Donoghue installed as favourite for Galway hurling job but Eamon O'Shea confirms he won't be joining him
Micheál Donoghue has emerged as the clear favourite to succeed Anthony Cunningham as Galway hurling manager.
And, as reported in today's Irish Independent, Eamon O'Shea will not be running for the job after he officially ruled himself out.
“I’m retired. In the same way as the four guys have retired, I’m retired. I won’t be getting involved," said O'Shea on Tipp FM.
Donoghue, who managed Clarinbridge to the All-Ireland club title in 2011, has shot to the top of the market as Galway prepare to fly to Boston for the AIG Fenway Classic against Dublin at the home of the famed Red Sox baseball team this weekend.
A three-man Galway management team - Damien Coleman, Malachy Hanley and Tex Callaghan - has been put in place but county board chairman Noel Treacy indicated to the Irish Independent yesterday that former Cork and Limerick boss Donal O'Grady could also have a role with them.
O'Grady is one of the architects of the Super 11s format which suits smaller venues like Fenway Park and will be part of the official touring party.
Galway County Board's four-man delegation will be led by Treacy, who had backed Cunningham to remain in place over the last eight weeks.
Treacy cast his vote in Cunningham's favour to extend his time in charge for a further two years after an initial management vote tied at 3-3 last year.
Galway's Management Committee met last night to formally begin the process of finding a successor to Cunningham.
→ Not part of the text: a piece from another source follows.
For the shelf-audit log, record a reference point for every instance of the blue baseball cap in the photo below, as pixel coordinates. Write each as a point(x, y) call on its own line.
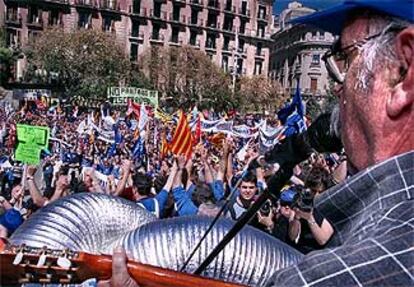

But they have not set themselves a strict time-frame to have a new man in place. "We're not going to rush it, we're obviously not in a great place and we have to get this right," said Treacy.
If recent activity with one local bookmaking firm is anything to go by, then Donoghue has support.
The sheer weight of bets being placed on Donoghue earlier this week forced bookmakers John Mulholland to close the book on the succession.
It is understood that the first 37 bets they took were on Donoghue, who has been extensively linked with the position with some speculation locally of a partnership with former Tipperary manager and coach Eamon O'Shea, who lives in the city. However, as reported in today's Irish Independent, O'Shea willl not be going back into management.
Ironically, O'Grady has been a 'troubleshooter' in two of the previous inter-county management positions he has filled with Cork in 2003 and Limerick in 2010 after player dissatisfaction with management in both counties.